Libertarians and liberals should join forces to reduce military spending

Posted By on Wed, Aug 17, 2011 at 2:36 PM

With budgets and national priorities up in the air, this is a great time, or could be, for the liberal/libertarian Strange Bedfellows Coalition we’ve wished for in the past to get organized and tackle military spending. It could happen, if the politicians involved had the nerve, and creativity, to pull it off.

As evidence, consider an unexpected, wonderful new piece written by Thomas Ravenel, the Republican former Secretary of the Treasury in South Carolina. Ravenel is libertarian through and through, which means many progressives disagree with him on a number of issues. But not this time, as Ravenel’s libertarian dislike of empire-building and support for big budget cuts meshes perfectly with the views of “left-liberals” who want to start dismantling the U.S. empire, and who are also being forced to consider national debt problems. Here’s the beginning of Ravenel’s terrific essay:

Why do we have 227 military bases in Germany, 124 in Japan, and 87 in South Korea? Why must the U.S. taxpayer shoulder the cost of military defense for wealthy countries like Germany, France, Japan and England? Why should we defend South Korea from North Korea when South Korea has a GDP 35 times that of North Korea?
We have a national debt of $14.3 trillion and many so called fiscally conservative Republicans say that military cuts should be off the table. Military spending is 20 percent of our budget and represents half of our discretionary spending. The Pentagon budget has nearly doubled in real terms since 1998, and now is higher than at any time since World War II.
If our country goes bankrupt, would that be a national security issue?

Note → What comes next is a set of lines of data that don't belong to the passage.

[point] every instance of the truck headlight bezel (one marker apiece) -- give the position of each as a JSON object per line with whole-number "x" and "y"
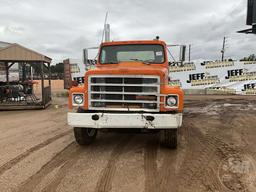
{"x": 172, "y": 101}
{"x": 77, "y": 99}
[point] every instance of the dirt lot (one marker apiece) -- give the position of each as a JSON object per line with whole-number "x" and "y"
{"x": 217, "y": 152}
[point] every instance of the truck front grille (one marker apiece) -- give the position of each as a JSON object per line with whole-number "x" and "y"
{"x": 124, "y": 93}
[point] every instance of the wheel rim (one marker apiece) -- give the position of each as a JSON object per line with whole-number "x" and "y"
{"x": 91, "y": 132}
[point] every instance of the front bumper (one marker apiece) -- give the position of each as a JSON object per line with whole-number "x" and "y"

Here’s why this all came up: If the new super-committee designed by the recent debt ceiling deal can’t come up with a deficit-reduction plan by the end of the year, it will trigger $500 billion in more, automatic reductions in Defense Department spending. Some members of Congress and the public — mainly “left-liberal” Democrats and libertarian Republicans — would welcome those kinds of cuts, as it would compel cutbacks in the size of our worldwide military commitments.

If libs and libertarians are going to join forces on military spending (which, as Ravenel points out, is qualitatively different from “defense spending”), they should do so quickly, before Defense Secretary Leon Panetta’s scare tactics become “accepted fact.” Yesterday, Panetta said that cuts going deeper than the $350 billion already scheduled to be cut over the next 10 years would have “devastating effects” on U.S. national security. But that’s only true if you consider it necessary for America to keep pouring money into our insane collection of nearly 1,000 military bases. What deeper military cuts would “devastate” would be the “defense” industry itself, not our national security. Therefore, it would be preferable to give defense workers free job training before phasing out their positions; we don’t need to add to the nation’s unemployment woes while cutting expenses.

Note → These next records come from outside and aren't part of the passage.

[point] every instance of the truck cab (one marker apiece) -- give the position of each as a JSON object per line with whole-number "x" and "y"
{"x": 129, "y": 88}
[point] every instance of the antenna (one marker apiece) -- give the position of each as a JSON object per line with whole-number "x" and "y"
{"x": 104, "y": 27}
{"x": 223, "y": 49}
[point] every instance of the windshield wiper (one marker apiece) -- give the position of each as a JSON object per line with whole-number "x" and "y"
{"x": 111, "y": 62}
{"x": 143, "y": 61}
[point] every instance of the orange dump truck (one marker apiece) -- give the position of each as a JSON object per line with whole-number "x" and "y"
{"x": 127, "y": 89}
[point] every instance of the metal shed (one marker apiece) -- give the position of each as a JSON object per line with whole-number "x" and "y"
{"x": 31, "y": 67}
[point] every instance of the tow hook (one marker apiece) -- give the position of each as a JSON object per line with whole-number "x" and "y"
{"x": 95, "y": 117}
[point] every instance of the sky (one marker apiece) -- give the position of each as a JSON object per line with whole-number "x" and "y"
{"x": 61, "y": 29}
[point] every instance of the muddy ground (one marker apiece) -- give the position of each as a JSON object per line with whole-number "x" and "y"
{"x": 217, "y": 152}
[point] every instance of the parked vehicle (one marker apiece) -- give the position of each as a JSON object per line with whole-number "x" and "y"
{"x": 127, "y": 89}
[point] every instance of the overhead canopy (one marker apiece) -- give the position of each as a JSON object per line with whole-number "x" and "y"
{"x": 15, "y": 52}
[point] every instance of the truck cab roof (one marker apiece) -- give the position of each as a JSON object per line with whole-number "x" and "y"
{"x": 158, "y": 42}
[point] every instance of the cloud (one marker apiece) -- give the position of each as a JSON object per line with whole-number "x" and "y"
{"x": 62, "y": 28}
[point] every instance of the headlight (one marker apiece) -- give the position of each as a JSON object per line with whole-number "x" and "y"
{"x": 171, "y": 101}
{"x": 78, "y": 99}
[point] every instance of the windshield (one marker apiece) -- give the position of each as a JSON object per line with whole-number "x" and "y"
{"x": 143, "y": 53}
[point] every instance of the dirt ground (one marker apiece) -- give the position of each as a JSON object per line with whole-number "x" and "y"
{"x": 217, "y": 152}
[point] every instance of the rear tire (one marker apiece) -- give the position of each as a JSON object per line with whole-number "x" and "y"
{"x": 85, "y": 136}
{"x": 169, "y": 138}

Panetta succeeded Robert Gates, who ended his tenure at the DOD by pissing off the defense industry and its lobbyists with a call for deeper cuts in military spending; Panetta is simply carrying water for those long-entrenched D.C. powerbrokers, which don’t want to see their fortunes diminished. For more on that issue, check out yesterday’s Washington Post column by Fareed Zakaria. In it, Zakaria explains why Robert Gates is right on the money, and rails against the Congress-lobbyists-industrialists money-go-round — or as a friend explains it, “The lobbyists pay the congress people who provide the appropriations for the contractors who pay the lobbyists who pay ... as they all sing, ‘Let the Circle Be Unbroken.’”

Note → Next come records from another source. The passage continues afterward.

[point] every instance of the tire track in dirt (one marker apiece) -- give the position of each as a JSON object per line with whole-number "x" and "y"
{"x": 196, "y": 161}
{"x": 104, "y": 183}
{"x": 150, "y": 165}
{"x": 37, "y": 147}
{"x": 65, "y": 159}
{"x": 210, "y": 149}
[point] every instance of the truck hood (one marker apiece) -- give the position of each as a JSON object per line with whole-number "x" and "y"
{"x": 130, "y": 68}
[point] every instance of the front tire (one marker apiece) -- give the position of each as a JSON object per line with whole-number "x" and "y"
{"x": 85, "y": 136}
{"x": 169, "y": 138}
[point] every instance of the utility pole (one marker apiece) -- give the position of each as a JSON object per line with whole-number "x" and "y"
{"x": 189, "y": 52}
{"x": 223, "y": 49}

The Strange Bedfellows Coalition has shown tentative efforts at coming together during the past year: Sens. Patrick Leahy and Rand Paul co-sponsored a measure to rid the Patriot Act of some its most offensive aspects, and Reps. Barney Frank and Ron Paul co-sponsored a bill to decriminalize marijuana possession at the federal level. The time is perfect now for a broader liberal/libertarian coalition to coalesce around the issue of military spending.